Это был самый счастливый период в моей жизни, не считая детства в Монруже, когда, стоило открыть рот, мне туда совали леденец. До четырех лет все звезды. А потом уже больше не балуют. Но ключ от счастья лежит у меня в кармашке - там его хранят не только кенгуру. Когда у меня уже не найдется ни одной части тела, достойной появиться на экране, я рожу девочку. Пускай вопит, орет, болеет желтухой, все равно я буду ей делать каждое утро маникюр. Даже если на закате моей поганой жизни мне придется подбадривать ее парой моих "Оскаров" и хорошим пинком. Пусть я сдохну, но так и будет.

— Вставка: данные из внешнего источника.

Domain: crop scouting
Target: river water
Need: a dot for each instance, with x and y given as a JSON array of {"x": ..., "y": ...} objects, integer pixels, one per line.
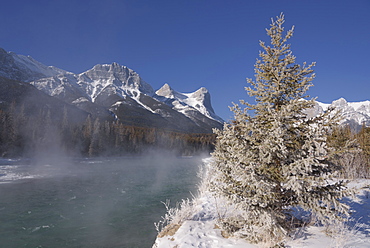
[{"x": 104, "y": 202}]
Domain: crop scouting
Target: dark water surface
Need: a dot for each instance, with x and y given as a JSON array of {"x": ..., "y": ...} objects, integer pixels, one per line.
[{"x": 109, "y": 202}]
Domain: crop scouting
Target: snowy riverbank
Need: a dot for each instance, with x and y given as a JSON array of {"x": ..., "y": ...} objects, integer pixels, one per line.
[{"x": 200, "y": 229}]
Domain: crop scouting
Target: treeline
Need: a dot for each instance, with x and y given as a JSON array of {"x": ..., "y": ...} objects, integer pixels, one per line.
[
  {"x": 23, "y": 135},
  {"x": 353, "y": 151}
]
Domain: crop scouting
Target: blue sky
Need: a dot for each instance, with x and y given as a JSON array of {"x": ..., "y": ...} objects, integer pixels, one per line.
[{"x": 194, "y": 43}]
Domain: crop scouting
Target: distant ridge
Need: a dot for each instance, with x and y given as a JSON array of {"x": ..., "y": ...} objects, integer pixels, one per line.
[{"x": 114, "y": 91}]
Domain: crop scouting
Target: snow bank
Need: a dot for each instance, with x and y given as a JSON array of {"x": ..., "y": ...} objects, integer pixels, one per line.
[{"x": 200, "y": 229}]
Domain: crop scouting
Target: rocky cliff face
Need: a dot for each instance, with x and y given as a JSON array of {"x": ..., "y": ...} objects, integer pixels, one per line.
[{"x": 113, "y": 91}]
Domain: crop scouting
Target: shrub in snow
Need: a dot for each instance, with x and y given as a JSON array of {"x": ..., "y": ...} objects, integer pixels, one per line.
[{"x": 272, "y": 157}]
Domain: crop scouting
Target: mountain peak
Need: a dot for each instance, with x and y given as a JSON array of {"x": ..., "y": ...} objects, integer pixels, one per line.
[{"x": 165, "y": 91}]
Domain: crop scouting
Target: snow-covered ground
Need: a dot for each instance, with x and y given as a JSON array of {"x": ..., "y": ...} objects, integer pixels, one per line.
[{"x": 200, "y": 229}]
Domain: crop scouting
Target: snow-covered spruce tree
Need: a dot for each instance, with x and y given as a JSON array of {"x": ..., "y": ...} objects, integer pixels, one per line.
[{"x": 276, "y": 158}]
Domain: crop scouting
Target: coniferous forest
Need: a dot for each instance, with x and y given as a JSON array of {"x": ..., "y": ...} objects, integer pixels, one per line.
[{"x": 30, "y": 135}]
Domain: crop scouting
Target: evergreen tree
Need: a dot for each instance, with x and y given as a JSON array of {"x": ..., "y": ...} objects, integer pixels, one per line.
[{"x": 272, "y": 158}]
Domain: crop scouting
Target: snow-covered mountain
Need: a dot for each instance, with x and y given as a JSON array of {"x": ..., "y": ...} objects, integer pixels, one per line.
[
  {"x": 115, "y": 91},
  {"x": 24, "y": 68},
  {"x": 123, "y": 92},
  {"x": 354, "y": 113},
  {"x": 188, "y": 103}
]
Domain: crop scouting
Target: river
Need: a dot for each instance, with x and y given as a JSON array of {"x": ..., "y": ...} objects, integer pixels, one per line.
[{"x": 100, "y": 202}]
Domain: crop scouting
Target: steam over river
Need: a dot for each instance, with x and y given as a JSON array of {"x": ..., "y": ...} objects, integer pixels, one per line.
[{"x": 110, "y": 202}]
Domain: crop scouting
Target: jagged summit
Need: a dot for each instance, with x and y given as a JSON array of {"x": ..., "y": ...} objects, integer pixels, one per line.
[
  {"x": 116, "y": 91},
  {"x": 199, "y": 101}
]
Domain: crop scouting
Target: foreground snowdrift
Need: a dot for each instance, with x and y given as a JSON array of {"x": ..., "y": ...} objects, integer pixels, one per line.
[{"x": 200, "y": 229}]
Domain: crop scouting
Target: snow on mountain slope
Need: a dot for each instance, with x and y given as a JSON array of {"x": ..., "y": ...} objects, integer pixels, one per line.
[
  {"x": 199, "y": 100},
  {"x": 96, "y": 84},
  {"x": 122, "y": 91},
  {"x": 24, "y": 68},
  {"x": 354, "y": 113}
]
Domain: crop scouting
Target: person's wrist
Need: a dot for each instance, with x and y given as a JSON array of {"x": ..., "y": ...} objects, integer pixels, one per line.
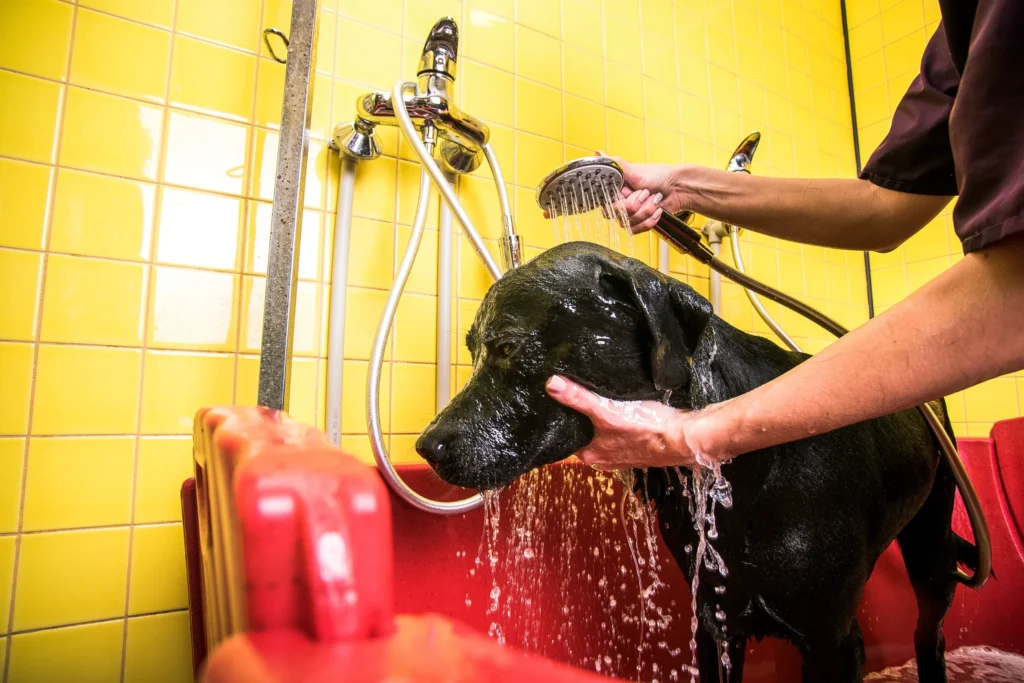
[
  {"x": 684, "y": 181},
  {"x": 710, "y": 432}
]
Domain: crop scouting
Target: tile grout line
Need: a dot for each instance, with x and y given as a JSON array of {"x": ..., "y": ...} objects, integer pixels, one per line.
[
  {"x": 110, "y": 620},
  {"x": 50, "y": 201},
  {"x": 146, "y": 315}
]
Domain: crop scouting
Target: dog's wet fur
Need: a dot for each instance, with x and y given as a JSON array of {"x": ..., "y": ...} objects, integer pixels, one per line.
[{"x": 810, "y": 518}]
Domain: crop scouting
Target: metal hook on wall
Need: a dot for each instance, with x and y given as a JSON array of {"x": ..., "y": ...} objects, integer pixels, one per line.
[{"x": 266, "y": 41}]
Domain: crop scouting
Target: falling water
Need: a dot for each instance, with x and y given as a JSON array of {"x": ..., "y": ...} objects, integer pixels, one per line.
[{"x": 590, "y": 212}]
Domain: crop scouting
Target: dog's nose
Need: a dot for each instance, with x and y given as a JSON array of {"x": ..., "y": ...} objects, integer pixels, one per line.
[{"x": 432, "y": 446}]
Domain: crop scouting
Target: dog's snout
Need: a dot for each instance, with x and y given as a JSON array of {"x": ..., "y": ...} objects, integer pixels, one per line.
[{"x": 433, "y": 445}]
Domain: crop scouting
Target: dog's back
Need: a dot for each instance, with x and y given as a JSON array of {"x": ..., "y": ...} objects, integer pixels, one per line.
[{"x": 809, "y": 520}]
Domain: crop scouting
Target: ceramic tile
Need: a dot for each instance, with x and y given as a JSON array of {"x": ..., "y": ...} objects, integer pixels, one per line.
[
  {"x": 77, "y": 482},
  {"x": 158, "y": 569},
  {"x": 480, "y": 202},
  {"x": 101, "y": 215},
  {"x": 488, "y": 38},
  {"x": 626, "y": 94},
  {"x": 111, "y": 134},
  {"x": 358, "y": 41},
  {"x": 15, "y": 368},
  {"x": 423, "y": 278},
  {"x": 353, "y": 417},
  {"x": 539, "y": 109},
  {"x": 488, "y": 93},
  {"x": 220, "y": 146},
  {"x": 412, "y": 397},
  {"x": 233, "y": 23},
  {"x": 199, "y": 229},
  {"x": 19, "y": 282},
  {"x": 543, "y": 15},
  {"x": 420, "y": 16},
  {"x": 7, "y": 550},
  {"x": 163, "y": 465},
  {"x": 160, "y": 12},
  {"x": 38, "y": 37},
  {"x": 28, "y": 117},
  {"x": 213, "y": 80},
  {"x": 178, "y": 384},
  {"x": 11, "y": 459},
  {"x": 409, "y": 194},
  {"x": 416, "y": 330},
  {"x": 24, "y": 198},
  {"x": 89, "y": 653},
  {"x": 93, "y": 301},
  {"x": 119, "y": 56},
  {"x": 86, "y": 390},
  {"x": 193, "y": 309},
  {"x": 158, "y": 649},
  {"x": 363, "y": 311},
  {"x": 626, "y": 136},
  {"x": 582, "y": 78},
  {"x": 538, "y": 57},
  {"x": 71, "y": 577},
  {"x": 303, "y": 391}
]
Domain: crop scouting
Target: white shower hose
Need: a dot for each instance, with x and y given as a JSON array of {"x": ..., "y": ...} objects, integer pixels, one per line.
[{"x": 431, "y": 171}]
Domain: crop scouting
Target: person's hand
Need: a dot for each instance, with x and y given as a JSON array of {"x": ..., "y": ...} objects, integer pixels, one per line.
[{"x": 629, "y": 433}]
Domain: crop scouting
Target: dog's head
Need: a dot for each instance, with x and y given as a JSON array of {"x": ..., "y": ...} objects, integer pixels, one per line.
[{"x": 610, "y": 323}]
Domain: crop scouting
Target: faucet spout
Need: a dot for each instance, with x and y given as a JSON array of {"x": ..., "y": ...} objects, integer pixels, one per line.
[{"x": 440, "y": 51}]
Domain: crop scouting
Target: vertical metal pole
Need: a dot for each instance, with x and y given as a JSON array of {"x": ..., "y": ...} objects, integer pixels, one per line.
[{"x": 286, "y": 225}]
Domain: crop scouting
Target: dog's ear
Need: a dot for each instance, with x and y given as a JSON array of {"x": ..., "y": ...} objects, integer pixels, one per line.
[{"x": 675, "y": 315}]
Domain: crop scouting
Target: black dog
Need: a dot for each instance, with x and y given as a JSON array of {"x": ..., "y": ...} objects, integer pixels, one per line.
[{"x": 810, "y": 518}]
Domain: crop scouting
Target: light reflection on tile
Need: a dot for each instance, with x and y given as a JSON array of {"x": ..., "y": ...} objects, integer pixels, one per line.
[
  {"x": 206, "y": 154},
  {"x": 193, "y": 309},
  {"x": 199, "y": 229}
]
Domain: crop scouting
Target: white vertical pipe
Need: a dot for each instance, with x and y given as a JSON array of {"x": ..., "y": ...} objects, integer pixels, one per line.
[
  {"x": 444, "y": 276},
  {"x": 339, "y": 290},
  {"x": 716, "y": 279}
]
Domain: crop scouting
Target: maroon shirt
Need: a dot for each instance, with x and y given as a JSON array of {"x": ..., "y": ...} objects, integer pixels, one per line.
[{"x": 960, "y": 128}]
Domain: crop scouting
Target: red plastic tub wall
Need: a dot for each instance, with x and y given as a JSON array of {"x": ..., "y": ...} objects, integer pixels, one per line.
[{"x": 577, "y": 604}]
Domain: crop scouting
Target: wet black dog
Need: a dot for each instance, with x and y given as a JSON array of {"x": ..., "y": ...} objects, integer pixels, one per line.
[{"x": 810, "y": 518}]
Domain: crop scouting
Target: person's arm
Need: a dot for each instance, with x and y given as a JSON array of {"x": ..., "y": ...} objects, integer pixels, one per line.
[
  {"x": 964, "y": 327},
  {"x": 843, "y": 213}
]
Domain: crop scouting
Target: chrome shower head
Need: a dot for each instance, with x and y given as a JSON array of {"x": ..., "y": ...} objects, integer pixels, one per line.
[
  {"x": 580, "y": 185},
  {"x": 356, "y": 140}
]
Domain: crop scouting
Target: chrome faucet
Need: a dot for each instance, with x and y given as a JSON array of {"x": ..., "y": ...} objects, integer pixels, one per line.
[
  {"x": 462, "y": 136},
  {"x": 462, "y": 139}
]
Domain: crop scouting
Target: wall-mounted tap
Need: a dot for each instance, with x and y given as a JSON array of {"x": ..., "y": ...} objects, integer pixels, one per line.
[{"x": 461, "y": 136}]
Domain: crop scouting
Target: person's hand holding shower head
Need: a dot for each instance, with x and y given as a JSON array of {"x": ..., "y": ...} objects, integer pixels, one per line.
[{"x": 649, "y": 190}]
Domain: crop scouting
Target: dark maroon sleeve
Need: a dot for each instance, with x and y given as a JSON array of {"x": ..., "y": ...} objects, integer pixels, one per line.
[{"x": 916, "y": 157}]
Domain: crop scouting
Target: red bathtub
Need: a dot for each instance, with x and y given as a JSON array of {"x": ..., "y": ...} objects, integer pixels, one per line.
[{"x": 299, "y": 560}]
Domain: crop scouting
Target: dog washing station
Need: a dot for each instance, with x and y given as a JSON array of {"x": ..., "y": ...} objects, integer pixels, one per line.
[{"x": 306, "y": 565}]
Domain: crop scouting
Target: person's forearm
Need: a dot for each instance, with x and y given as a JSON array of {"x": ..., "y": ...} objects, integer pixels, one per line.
[
  {"x": 830, "y": 212},
  {"x": 965, "y": 327}
]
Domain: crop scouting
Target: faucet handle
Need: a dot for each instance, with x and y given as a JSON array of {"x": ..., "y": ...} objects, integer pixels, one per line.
[
  {"x": 441, "y": 49},
  {"x": 743, "y": 156}
]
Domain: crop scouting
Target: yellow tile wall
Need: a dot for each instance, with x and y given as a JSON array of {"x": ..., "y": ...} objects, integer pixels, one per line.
[
  {"x": 887, "y": 38},
  {"x": 137, "y": 151}
]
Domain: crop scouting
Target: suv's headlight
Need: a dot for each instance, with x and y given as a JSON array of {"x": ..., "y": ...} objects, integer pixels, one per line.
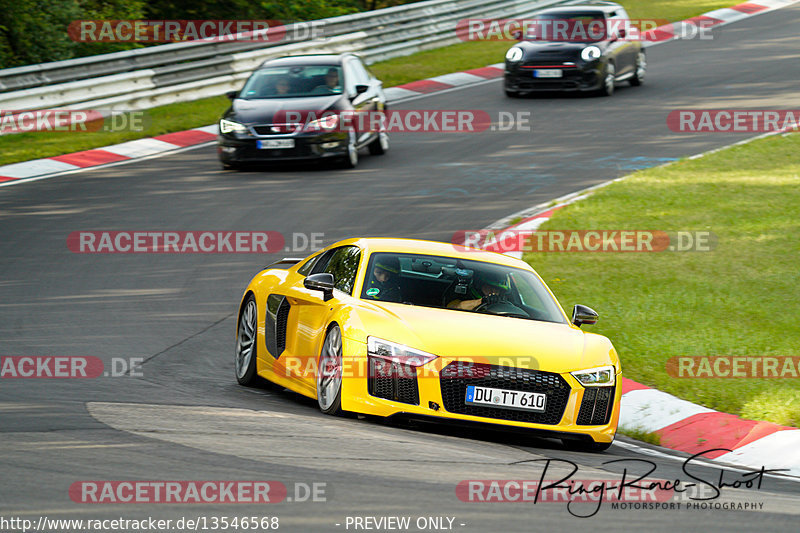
[
  {"x": 397, "y": 353},
  {"x": 596, "y": 377},
  {"x": 228, "y": 126},
  {"x": 514, "y": 54},
  {"x": 590, "y": 53}
]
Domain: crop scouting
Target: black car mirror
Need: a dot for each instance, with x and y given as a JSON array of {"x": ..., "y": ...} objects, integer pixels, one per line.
[
  {"x": 322, "y": 281},
  {"x": 583, "y": 315}
]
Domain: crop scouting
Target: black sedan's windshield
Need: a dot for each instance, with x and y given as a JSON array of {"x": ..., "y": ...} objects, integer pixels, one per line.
[
  {"x": 293, "y": 82},
  {"x": 567, "y": 27},
  {"x": 458, "y": 284}
]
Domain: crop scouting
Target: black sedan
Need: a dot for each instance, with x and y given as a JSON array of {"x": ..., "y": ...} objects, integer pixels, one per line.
[
  {"x": 589, "y": 47},
  {"x": 296, "y": 108}
]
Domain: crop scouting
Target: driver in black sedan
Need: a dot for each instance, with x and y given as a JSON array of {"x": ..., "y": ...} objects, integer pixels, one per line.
[{"x": 491, "y": 289}]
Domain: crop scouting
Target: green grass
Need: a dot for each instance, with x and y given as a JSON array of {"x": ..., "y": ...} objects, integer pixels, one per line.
[
  {"x": 178, "y": 117},
  {"x": 740, "y": 299},
  {"x": 158, "y": 120}
]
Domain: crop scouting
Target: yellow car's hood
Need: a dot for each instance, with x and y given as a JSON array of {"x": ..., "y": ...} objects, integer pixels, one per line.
[{"x": 481, "y": 337}]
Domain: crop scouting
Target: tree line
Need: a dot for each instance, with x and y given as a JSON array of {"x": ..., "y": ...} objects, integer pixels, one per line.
[{"x": 35, "y": 31}]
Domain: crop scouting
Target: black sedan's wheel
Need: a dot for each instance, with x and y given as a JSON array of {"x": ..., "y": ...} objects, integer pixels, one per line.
[
  {"x": 380, "y": 145},
  {"x": 246, "y": 343},
  {"x": 329, "y": 373},
  {"x": 641, "y": 70},
  {"x": 351, "y": 158},
  {"x": 609, "y": 80}
]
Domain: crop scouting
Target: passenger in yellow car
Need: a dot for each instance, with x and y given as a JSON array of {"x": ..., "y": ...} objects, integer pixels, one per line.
[
  {"x": 383, "y": 284},
  {"x": 491, "y": 289}
]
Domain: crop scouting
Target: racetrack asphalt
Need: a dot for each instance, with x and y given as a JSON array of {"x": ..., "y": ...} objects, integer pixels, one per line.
[{"x": 177, "y": 311}]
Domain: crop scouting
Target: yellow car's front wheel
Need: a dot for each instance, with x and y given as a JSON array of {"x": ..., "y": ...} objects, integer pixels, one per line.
[
  {"x": 329, "y": 373},
  {"x": 246, "y": 343}
]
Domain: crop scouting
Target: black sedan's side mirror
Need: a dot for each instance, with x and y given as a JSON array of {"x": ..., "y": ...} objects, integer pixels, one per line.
[
  {"x": 583, "y": 315},
  {"x": 321, "y": 282}
]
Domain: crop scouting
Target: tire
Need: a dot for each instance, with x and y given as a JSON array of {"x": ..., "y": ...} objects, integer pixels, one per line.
[
  {"x": 246, "y": 344},
  {"x": 380, "y": 145},
  {"x": 586, "y": 446},
  {"x": 641, "y": 70},
  {"x": 609, "y": 83},
  {"x": 329, "y": 373},
  {"x": 351, "y": 159}
]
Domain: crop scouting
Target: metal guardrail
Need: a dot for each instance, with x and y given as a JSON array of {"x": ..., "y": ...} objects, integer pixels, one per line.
[{"x": 178, "y": 72}]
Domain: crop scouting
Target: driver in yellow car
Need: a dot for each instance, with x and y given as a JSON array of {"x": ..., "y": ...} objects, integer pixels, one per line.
[{"x": 491, "y": 288}]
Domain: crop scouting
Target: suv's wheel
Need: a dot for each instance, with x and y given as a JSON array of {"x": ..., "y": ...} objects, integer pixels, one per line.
[
  {"x": 351, "y": 158},
  {"x": 380, "y": 145},
  {"x": 609, "y": 80},
  {"x": 641, "y": 70}
]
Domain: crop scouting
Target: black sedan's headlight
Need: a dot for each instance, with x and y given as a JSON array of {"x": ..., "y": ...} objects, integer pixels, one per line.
[
  {"x": 591, "y": 53},
  {"x": 229, "y": 126},
  {"x": 514, "y": 54}
]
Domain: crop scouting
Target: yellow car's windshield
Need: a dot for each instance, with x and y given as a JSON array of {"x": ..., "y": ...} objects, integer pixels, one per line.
[{"x": 458, "y": 284}]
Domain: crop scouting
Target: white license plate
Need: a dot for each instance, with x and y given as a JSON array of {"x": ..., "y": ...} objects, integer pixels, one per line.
[
  {"x": 548, "y": 73},
  {"x": 271, "y": 144},
  {"x": 527, "y": 401}
]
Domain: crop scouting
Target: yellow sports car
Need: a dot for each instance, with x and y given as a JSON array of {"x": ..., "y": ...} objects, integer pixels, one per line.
[{"x": 429, "y": 329}]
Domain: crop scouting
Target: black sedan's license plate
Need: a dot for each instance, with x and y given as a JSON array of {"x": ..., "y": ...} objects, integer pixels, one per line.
[
  {"x": 272, "y": 144},
  {"x": 508, "y": 399},
  {"x": 548, "y": 73}
]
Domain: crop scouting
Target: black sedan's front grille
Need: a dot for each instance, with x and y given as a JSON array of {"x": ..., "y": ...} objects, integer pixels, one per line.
[
  {"x": 277, "y": 129},
  {"x": 458, "y": 375},
  {"x": 392, "y": 381},
  {"x": 596, "y": 406}
]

Короче говоря, валяюсь я на корме "Пандоры" в чем мать родила, вся платиновая, как новая Харлоу; каждый день после обеда я, не будь дура, заваливалась подремать на свой матрас. Тут-то в один прекрасный день вся эта каша и заварилась. Месяц и год я точно не назову По-моему, сороковой, где-то в начале сентября. Если вы станете меня убеждать, что был август - спорить не стану Если станете настаивать, что тридцать девятый или сорок первый - тоже не буду, но останусь при своем мнении. Да какая, к черту, разница?
Помню, тогда стояла мертвая тишина. Зеленый шар катился за горизонт Просыпаюсь я от плеска, протираю глаза и вижу сквозь дырку спасательного круга, прямо как в кадре, - к "Пандоре" плывет какой-то тип. Море красное, а он весь черный. Хватаю контактные линзы номер три и вскакиваю на ноги.
А малый уже на последнем издыхании: вижу, что руками едва шевелит, слышу, как бульки пускает. Бросаю ему круг на канате, а заодно и все подвернувшиеся под руку канаты. Если я не скинула адмиральские сходни, так только потому, что их не оказалось под рукой. Добрых две минуты у него ушло, чтобы обвязаться, а потом он с безумным взглядом стал карабкаться на "Пандору", то и дело срываясь и при этом бухтя: "Ноно. Ноно…" Этакая молитва великому "Но", которое фиг ответит.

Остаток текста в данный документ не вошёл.